Global food system ‘is not sustainable’

By Rick Pendrous

- Last updated on GMT

Tasty savings: the Forgotten Feast was created from unwanted food
Tasty savings: the Forgotten Feast was created from unwanted food

Related tags: Food supply chain, Food, Food security

The world faces devastating climate change consequences, unless we radically alter our food system, a leading environmentalist has warned.

“Our global diet is not sustainable on a health basis,”​ Tim Benton, professor of population ecology at the University of Leeds and champion for the UK’s Global Food Security Programme told delegates at the Institute of Food Science & Technology’s (IFST’s) spring conference last month.

“Sustainability is about maintaining ecosystems – including climate – at a landscape scale appropriate to place, societal needs and ethical values.”

While calling for global demand for food to be reduced, and for people to eat less meat, he claimed that just 41% of the world's food was produced efficiently.

‘The Forgotten Feast’

He said cheap food encouraged food waste, a theme picked up in the conference dinner the evening before. Called ‘The Forgotten Feast’, delegates were fed a meal largely created from “unwanted food”​ –ingredients that would otherwise have been thrown away.

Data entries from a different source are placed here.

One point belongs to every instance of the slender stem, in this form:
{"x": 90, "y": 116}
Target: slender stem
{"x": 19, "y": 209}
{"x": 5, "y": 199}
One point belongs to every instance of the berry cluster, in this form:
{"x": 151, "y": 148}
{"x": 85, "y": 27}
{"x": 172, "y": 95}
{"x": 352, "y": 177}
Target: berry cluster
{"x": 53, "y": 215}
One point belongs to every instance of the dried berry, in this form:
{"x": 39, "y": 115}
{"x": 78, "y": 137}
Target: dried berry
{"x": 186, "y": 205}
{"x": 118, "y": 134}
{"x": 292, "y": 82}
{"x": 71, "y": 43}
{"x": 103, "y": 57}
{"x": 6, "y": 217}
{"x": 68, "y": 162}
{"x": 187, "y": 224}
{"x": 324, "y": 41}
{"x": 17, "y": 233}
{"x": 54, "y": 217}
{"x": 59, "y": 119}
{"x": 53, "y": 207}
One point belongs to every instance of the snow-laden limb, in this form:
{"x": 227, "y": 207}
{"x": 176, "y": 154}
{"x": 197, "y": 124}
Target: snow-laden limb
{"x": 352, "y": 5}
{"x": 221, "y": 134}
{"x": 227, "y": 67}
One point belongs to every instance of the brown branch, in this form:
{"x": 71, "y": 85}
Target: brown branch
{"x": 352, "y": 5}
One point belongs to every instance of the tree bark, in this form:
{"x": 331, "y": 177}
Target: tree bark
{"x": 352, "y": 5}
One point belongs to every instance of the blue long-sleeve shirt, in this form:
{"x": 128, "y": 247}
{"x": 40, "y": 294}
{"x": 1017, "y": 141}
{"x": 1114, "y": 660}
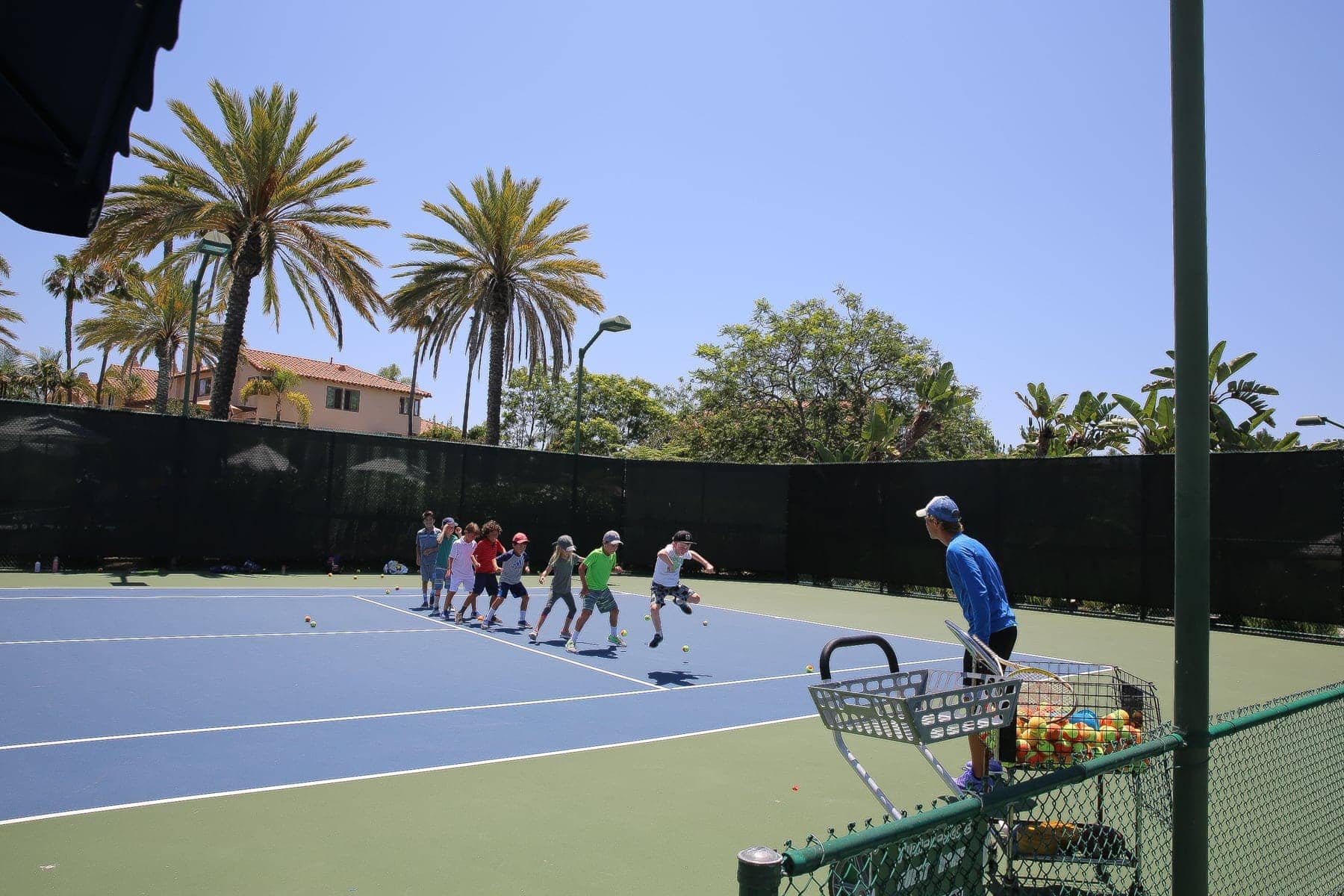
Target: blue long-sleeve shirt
{"x": 979, "y": 588}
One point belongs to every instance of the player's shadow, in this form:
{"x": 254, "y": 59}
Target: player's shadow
{"x": 675, "y": 679}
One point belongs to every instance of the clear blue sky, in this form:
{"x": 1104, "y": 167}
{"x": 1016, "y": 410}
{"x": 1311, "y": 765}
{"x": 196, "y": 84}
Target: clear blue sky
{"x": 996, "y": 176}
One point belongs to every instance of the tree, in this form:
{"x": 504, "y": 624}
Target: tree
{"x": 7, "y": 314}
{"x": 281, "y": 207}
{"x": 152, "y": 316}
{"x": 799, "y": 385}
{"x": 524, "y": 280}
{"x": 284, "y": 386}
{"x": 72, "y": 280}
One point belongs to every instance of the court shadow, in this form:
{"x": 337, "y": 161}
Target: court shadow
{"x": 675, "y": 679}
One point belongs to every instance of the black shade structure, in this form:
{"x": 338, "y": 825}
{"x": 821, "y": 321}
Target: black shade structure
{"x": 72, "y": 75}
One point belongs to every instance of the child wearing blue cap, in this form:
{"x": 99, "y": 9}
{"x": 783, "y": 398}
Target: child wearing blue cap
{"x": 980, "y": 590}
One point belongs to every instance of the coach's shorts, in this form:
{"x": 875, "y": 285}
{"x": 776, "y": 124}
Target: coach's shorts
{"x": 663, "y": 591}
{"x": 600, "y": 598}
{"x": 567, "y": 597}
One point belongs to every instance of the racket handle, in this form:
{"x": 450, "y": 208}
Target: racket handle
{"x": 851, "y": 641}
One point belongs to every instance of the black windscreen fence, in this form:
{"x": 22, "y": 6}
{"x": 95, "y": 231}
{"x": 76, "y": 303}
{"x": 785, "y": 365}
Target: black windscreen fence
{"x": 89, "y": 484}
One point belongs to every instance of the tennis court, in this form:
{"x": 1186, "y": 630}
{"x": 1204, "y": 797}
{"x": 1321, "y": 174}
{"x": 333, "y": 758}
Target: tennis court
{"x": 383, "y": 751}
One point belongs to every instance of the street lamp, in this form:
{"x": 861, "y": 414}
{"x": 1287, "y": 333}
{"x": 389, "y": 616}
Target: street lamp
{"x": 1317, "y": 420}
{"x": 213, "y": 245}
{"x": 616, "y": 324}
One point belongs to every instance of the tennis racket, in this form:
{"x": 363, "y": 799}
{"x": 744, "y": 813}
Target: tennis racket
{"x": 1039, "y": 692}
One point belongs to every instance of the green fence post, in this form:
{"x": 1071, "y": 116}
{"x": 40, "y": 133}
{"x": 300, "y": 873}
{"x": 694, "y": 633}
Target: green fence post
{"x": 759, "y": 872}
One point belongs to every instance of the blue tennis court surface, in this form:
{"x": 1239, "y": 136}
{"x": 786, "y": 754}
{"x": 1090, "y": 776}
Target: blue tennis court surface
{"x": 124, "y": 696}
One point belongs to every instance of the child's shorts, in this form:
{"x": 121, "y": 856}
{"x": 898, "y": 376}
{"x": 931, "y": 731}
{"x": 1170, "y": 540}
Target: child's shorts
{"x": 567, "y": 597}
{"x": 663, "y": 591}
{"x": 600, "y": 598}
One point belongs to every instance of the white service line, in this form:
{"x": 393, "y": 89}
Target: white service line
{"x": 396, "y": 774}
{"x": 519, "y": 647}
{"x": 198, "y": 637}
{"x": 402, "y": 714}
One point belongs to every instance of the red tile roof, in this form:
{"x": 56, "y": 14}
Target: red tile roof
{"x": 327, "y": 371}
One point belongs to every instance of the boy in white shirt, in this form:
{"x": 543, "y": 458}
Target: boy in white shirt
{"x": 667, "y": 581}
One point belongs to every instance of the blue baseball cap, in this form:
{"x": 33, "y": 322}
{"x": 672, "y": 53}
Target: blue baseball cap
{"x": 941, "y": 508}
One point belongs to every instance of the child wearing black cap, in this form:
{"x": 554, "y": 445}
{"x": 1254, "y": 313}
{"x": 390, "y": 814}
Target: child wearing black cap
{"x": 667, "y": 581}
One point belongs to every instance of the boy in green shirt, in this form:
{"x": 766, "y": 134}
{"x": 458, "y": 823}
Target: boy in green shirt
{"x": 594, "y": 574}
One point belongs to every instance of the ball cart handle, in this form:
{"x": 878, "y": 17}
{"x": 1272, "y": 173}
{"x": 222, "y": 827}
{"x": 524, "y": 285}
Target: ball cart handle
{"x": 851, "y": 641}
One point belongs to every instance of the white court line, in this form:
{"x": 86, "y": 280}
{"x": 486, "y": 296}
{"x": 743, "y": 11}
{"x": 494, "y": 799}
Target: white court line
{"x": 526, "y": 648}
{"x": 206, "y": 637}
{"x": 406, "y": 771}
{"x": 403, "y": 714}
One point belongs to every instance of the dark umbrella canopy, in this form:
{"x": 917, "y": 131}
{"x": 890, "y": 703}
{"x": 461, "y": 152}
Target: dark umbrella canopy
{"x": 72, "y": 74}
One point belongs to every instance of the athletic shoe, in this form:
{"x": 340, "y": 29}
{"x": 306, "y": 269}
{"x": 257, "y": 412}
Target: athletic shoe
{"x": 967, "y": 782}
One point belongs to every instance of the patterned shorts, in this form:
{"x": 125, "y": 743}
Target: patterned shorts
{"x": 663, "y": 591}
{"x": 600, "y": 598}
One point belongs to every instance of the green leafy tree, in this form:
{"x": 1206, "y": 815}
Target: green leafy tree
{"x": 151, "y": 317}
{"x": 280, "y": 203}
{"x": 7, "y": 314}
{"x": 799, "y": 385}
{"x": 508, "y": 273}
{"x": 282, "y": 386}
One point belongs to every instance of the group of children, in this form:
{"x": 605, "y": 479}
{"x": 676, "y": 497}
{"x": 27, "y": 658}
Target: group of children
{"x": 472, "y": 559}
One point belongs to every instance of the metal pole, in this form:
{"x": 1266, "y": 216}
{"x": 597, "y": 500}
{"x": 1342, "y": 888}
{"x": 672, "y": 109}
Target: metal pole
{"x": 187, "y": 398}
{"x": 759, "y": 872}
{"x": 1189, "y": 267}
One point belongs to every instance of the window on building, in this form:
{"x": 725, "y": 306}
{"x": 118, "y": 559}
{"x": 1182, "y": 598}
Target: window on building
{"x": 342, "y": 399}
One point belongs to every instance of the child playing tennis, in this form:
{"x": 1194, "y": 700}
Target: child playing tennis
{"x": 426, "y": 546}
{"x": 487, "y": 567}
{"x": 461, "y": 570}
{"x": 562, "y": 564}
{"x": 447, "y": 538}
{"x": 667, "y": 581}
{"x": 594, "y": 574}
{"x": 512, "y": 566}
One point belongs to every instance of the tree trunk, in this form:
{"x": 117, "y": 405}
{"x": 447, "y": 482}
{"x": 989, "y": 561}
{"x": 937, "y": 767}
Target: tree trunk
{"x": 102, "y": 375}
{"x": 410, "y": 408}
{"x": 245, "y": 269}
{"x": 161, "y": 383}
{"x": 494, "y": 402}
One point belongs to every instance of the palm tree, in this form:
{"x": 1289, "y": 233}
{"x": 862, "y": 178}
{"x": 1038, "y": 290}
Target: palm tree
{"x": 151, "y": 316}
{"x": 73, "y": 280}
{"x": 524, "y": 280}
{"x": 7, "y": 314}
{"x": 282, "y": 385}
{"x": 280, "y": 205}
{"x": 937, "y": 395}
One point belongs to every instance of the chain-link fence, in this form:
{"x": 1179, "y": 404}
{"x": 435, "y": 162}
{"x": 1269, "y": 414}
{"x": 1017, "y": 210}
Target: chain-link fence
{"x": 1104, "y": 827}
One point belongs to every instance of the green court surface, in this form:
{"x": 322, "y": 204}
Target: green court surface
{"x": 652, "y": 818}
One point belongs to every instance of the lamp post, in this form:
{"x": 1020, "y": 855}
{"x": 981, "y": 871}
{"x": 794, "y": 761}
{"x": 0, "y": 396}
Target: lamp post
{"x": 213, "y": 245}
{"x": 616, "y": 324}
{"x": 1317, "y": 420}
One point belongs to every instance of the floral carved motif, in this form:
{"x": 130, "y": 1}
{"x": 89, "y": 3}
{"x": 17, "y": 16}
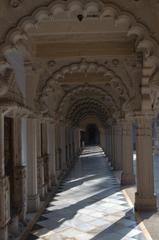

The Forgotten Feast was cooked using food provided by FareShare, the leading UK charity that redistributes unwanted food from the food supply chain to more than 2,000 charities and community groups. It was prepared by chefs at the National Motorcycle Museum in Birmingham, who didn’t know the exact ingredients they’d be working with until a few days before the dinner. It was hosted at the same venue as the conference.

‘Rescued from waste’

“People often make assumptions about surplus food that has been rescued from waste, but the food that FareShare redistributes is in date and good to eat – and the positive response from IFST members who enjoyed their meal is testament to that,”​ said Lindsay Boswell, chief executive of FareShare.

“With an estimated 3.9Mt of food waste coming from the UK food and drink industry, IFST decided to set itself the challenge of developing a top-class, three-course meal,” ​explained Jon Poole, IFST chief executive. “We wanted to prove that it is entirely possible to turn an environmental problem into a social solution.”